SIB Swiss Institute of Bioinformatics, Switzerland

Does NGS occur faster with a catalyst? A Swiss perspective

Aitana Lebrand, SIB Swiss Institute of Bioinformatics, Switzerland




 

Abstract

According to Wikipedia, “catalysis is the increase in the rate of a chemical reaction due to the participation of an additional substance called a catalyst, which is not consumed in the catalyzed reaction and can continue to act repeatedly. Often only tiny amounts of catalyst are required in principle.” During this talk, we will explore the added-value of having a non-medical catalyst within the Swiss NGS clinical microbiology community.

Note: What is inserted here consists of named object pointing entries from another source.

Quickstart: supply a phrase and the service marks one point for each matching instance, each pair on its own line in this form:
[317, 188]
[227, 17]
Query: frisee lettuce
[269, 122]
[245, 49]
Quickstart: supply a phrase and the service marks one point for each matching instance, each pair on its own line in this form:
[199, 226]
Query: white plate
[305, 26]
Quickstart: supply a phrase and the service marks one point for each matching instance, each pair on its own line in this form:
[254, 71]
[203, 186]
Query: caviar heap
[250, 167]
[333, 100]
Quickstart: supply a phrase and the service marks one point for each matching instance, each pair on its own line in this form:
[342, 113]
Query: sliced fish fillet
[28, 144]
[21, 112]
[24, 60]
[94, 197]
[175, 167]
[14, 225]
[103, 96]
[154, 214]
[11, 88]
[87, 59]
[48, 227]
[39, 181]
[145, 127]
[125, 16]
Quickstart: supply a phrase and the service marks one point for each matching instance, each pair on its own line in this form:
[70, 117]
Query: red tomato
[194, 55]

University Medical Center, Groningen

Practical quality control for whole genome sequencing in clinical microbiology

John Rossen, University Medical Center Groningen, Netherlands




 

Abstract

Bringing next generation sequencing into the routine clinical microbiology laboratory implies that one have to fulfill several quality criteria. 
In our lab NGS has been accredited conform the ISO 15189 norm. QC and EQA as implemented in our lab will be presented and discussed.

Biosketch

Department of Medical Microbiology & Infection Prevention, University of Groningen, Groningen, Netherlands 
 Dr. John W. A. Rossen has a 25-year history in molecular microbiology and more than 105 peer reviewed publications (> 60 in the last five years; H-index 28). He is Assistant Professor at the University of Groningen, PI in the research group “Genomics for Infection Prevention” of Prof. dr. Alexander W. Friedrich and head of the molecular unit which has recently implemented the use of next generation sequencing for routine clinical microbiology and infection prevention. The method is used to determine the genetic relationship between pathogens (used to guide infection prevention measures) and for the molecular detection and further characterization of (emerging) pathogens. This includes analyses for revealing (new) antibiotic resistance mechanisms and for determining the virulence of pathogens resulting in improved risk assessment and infection prevention. In addition, based on comparing whole genomes of bacteria, tailor-made diagnostic tests are developed used for specific detection of outbreak and or virulent bacterial strains. Nowadays his research is focused on implementing metagenomics into clinical microbiology. Several PhD students, Post-Docs and technicians work together to investigate not only patient samples but also samples taken from animals, food and water - thereby realizing the one health principle in microbiology. Currently, Dr. Rossen is involved in the supervision of 9 PhD students. He is secretary of the ESCMID study group for genomic and molecular diagnostics (ESGMD) and treasurer of the Dutch Society of Medical Microbiology. Disclosure of Interest: None Declared




ETH Zurich, Switzerland

Emerging NGS technologies

Christian Beisel, ETH Zurich, Switzerland




Medical Faculty Lisboa, Portugal

Software pipelines: the good, the bad, and the ugly

Joao André Carrico, Medical Faculty Lisboa, Portugal




 

Abstract

It is now clear the impact that the revolution started by High Throughput Sequencing (HTS) had in Clinical Microbiology. These novel technologies allow us to create draft genomes in a matter of days for the approximate same cost of sequencing a dozen of genes using Sanger technology. However,  in order to create those draft genomes or extract the data from the millions of reads created by HTS, researchers are confronted with a plethora of software pipelines. The choice of the pipeline to use can have significant impact on the results since from the reads to actionable results such as determination of antibiotic resistance profiles, strain lineage or presence of virulence factors, are always dependent on the software parameters and databases used. In this talk some software pipelines will be presented and their advantages and caveats discussed.